Oportunidade para quem tem horizonte longo

Apesar do cenário de juros elevados, Martins afirmou que o momento oferece oportunidades para investidores de longo prazo, especialmente em fundos de tijolo negociados com desconto. Segundo ele, em muitos casos é possível comprar imóveis já prontos, gerando renda e com baixa vacância, por preços inferiores ao custo de desenvolver novos empreendimentos.

"Às vezes você consegue comprar ativos mais baratos do que produzir um imóvel novo. São ativos de muita qualidade, já gerando renda e ainda negociados com desconto na Bolsa", disse.

O executivo comenta que fundos de escritórios ainda possuem espaço para recuperação, enquanto fundos indexados à inflação também oferecem prêmios considerados atrativos.

O que considerar ao escolher um FII

O investidor Sidney Angulo pontuou que sua experiência no mercado imobiliário o levou a enxergar os fundos imobiliários como uma evolução natural para quem busca renda recorrente. Para ele, o principal critério de seleção não é a oscilação diária da cota, mas a qualidade da gestão e da estrutura financeira do fundo.

"Qual é a coisa mais importante em um fundo imobiliário? Gestor. E, em segundo lugar, dívida. Essas duas coisas norteiam praticamente toda a minha decisão de investimento", afirmou.

Angulo também avaliou que a indústria brasileira ainda possui enorme potencial de crescimento quando comparada aos mercados internacionais. Contudo, o patamar atual de dividendos elevou o nível de exigência dos investidores, embora os rendimentos continuem muito superiores aos do mercado imobiliário tradicional.

"Quem investia em imóvel físico comemorava quando conseguia retorno de 0,5% ao mês. Hoje estamos falando de fundos pagando perto de 1% ao mês.
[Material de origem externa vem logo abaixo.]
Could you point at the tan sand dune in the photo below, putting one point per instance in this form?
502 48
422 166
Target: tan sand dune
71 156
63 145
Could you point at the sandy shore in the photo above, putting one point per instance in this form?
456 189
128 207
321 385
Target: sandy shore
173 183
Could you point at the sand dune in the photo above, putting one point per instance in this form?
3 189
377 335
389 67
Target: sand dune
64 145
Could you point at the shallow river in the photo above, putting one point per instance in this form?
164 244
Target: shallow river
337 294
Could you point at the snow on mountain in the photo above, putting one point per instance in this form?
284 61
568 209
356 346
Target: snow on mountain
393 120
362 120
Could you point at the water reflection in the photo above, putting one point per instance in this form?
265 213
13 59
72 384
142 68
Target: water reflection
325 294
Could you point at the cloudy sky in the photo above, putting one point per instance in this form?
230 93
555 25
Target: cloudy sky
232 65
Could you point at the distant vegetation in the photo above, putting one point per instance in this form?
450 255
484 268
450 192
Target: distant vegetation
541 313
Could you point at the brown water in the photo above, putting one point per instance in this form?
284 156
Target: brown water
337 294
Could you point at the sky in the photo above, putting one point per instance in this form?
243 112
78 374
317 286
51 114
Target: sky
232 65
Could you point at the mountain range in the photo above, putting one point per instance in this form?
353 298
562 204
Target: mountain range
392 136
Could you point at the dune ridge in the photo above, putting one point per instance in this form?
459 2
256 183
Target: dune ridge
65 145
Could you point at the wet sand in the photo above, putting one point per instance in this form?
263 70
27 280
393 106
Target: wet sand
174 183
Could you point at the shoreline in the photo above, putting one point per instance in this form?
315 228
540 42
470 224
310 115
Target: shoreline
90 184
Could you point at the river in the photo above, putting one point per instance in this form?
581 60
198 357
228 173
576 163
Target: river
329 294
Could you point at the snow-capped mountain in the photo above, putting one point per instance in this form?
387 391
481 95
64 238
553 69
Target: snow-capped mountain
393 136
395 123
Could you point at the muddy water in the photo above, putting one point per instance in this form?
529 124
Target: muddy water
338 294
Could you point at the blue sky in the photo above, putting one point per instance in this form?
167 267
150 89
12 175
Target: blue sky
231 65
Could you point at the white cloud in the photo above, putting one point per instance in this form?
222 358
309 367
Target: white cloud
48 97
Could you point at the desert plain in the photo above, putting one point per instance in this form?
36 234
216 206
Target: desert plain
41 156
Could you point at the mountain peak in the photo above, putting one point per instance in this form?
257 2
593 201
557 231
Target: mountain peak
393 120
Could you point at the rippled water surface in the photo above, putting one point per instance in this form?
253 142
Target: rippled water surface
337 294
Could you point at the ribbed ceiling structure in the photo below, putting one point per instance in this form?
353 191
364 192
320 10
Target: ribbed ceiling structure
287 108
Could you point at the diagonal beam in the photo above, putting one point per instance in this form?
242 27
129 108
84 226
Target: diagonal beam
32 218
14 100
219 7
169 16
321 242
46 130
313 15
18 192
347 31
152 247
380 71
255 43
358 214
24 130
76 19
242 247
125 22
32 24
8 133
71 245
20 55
Estamos muito mal acostumados."

Como a TRX enxerga o ciclo

Barbosa afirmou que a TRX continua encontrando oportunidades relevantes para expandir seu portfólio justamente em um período com menor competição pela compra de ativos. Segundo ele, ciclos de mercado costumam criar um paradoxo para os gestores: quando existe capital disponível, os imóveis ficam caros; quando os ativos ficam baratos, captar recursos torna-se mais difícil.

"Agora é o momento de comprar imóveis com maior margem. Temos conseguido fazer isso por meio de estruturas financeiras mais criativas e diferentes formas de aquisição", disse.
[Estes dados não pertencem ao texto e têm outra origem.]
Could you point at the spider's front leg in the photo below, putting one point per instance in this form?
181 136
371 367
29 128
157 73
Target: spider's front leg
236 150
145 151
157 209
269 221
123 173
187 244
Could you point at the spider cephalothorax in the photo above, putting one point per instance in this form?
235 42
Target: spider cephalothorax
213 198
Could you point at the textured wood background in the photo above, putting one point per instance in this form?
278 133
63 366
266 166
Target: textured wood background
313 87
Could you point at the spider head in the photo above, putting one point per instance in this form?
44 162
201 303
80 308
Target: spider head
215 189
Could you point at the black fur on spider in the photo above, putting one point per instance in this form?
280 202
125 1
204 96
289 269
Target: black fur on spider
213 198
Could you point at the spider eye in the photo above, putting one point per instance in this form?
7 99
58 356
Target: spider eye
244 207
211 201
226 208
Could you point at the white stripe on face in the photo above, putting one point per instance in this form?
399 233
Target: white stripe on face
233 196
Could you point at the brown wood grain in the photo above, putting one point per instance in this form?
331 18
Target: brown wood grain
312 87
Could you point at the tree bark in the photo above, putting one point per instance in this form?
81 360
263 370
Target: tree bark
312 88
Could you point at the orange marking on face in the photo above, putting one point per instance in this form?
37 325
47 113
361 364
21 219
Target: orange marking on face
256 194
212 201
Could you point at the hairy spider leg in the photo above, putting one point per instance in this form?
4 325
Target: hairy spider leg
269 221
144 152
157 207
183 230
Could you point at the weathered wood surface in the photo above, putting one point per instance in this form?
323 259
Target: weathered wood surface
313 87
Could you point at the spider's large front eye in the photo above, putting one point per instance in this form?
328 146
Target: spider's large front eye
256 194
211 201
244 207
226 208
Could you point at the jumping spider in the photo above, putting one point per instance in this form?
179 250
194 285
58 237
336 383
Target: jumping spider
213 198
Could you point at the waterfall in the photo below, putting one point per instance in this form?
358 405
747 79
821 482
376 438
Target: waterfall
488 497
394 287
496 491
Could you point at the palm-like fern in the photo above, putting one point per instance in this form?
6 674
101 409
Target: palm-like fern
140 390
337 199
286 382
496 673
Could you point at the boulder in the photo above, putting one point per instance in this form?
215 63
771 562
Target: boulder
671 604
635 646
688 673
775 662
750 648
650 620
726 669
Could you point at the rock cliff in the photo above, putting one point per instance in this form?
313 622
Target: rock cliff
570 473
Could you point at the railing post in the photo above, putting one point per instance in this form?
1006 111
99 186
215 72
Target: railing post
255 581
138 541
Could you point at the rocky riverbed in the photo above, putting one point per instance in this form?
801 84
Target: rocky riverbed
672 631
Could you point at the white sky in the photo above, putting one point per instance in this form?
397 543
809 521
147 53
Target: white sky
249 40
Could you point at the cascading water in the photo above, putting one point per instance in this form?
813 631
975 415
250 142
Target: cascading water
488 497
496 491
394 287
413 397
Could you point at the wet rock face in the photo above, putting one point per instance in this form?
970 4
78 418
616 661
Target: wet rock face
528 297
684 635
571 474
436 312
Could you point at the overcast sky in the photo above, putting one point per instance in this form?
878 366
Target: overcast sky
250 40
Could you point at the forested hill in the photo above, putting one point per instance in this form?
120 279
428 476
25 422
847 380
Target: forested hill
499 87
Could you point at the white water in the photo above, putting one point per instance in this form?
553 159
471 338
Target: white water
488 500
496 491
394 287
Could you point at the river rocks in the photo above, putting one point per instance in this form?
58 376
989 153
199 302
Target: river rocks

O gestor destacou que o TRXF11 ampliou sua diversificação nos últimos meses, com aquisições em segmentos como logística, hospitais, hotéis, self storage e varejo, buscando aproveitar oportunidades onde elas surgem. "A gente estruturou o TRXF11 para aproveitar as melhores oportunidades do mercado de tijolo, independentemente do setor."

O que esperar das cotas?

"Galpões, shoppings e lajes estão performando muito bem. Isso ainda não apareceu nas cotas dos fundos imobiliários, mas, em algum momento, o valor de mercado vai convergir para o valor real desses ativos", concluiu Barbosa.

Para quem investe com foco em renda recorrente e horizonte de longo prazo, o cenário combina desconto nas cotas com fundamentos operacionais em recuperação. A leitura dos gestores é que o ciclo, mais cedo ou mais tarde, tende a corrigir esse descompasso.

Perguntas Frequentes

FIIs de tijolo estão baratos agora?

Segundo gestores ouvidos na Expert XP, os fundos de tijolo seguem negociados com desconto na Bolsa, apesar da melhora operacional em escritórios, logística e shoppings.

Por que as cotas dos FIIs não sobem mesmo com fundamentos fortes?

O principal fator é a política monetária. Juros elevados pressionam a precificação dos ativos e limitam a valorização das cotas, mesmo com atividade imobiliária saudável.

Qual o melhor critério para escolher um FII?

Para o investidor Sidney Angulo, o essencial é avaliar a qualidade do gestor e a estrutura de dívida do fundo, mais do que a oscilação diária da cota.

Vale a pena investir em FIIs de tijolo para longo prazo?

Gestores apontam que o momento oferece oportunidades para investidores de longo prazo, com ativos de qualidade gerando renda e negociados abaixo do custo de reposição.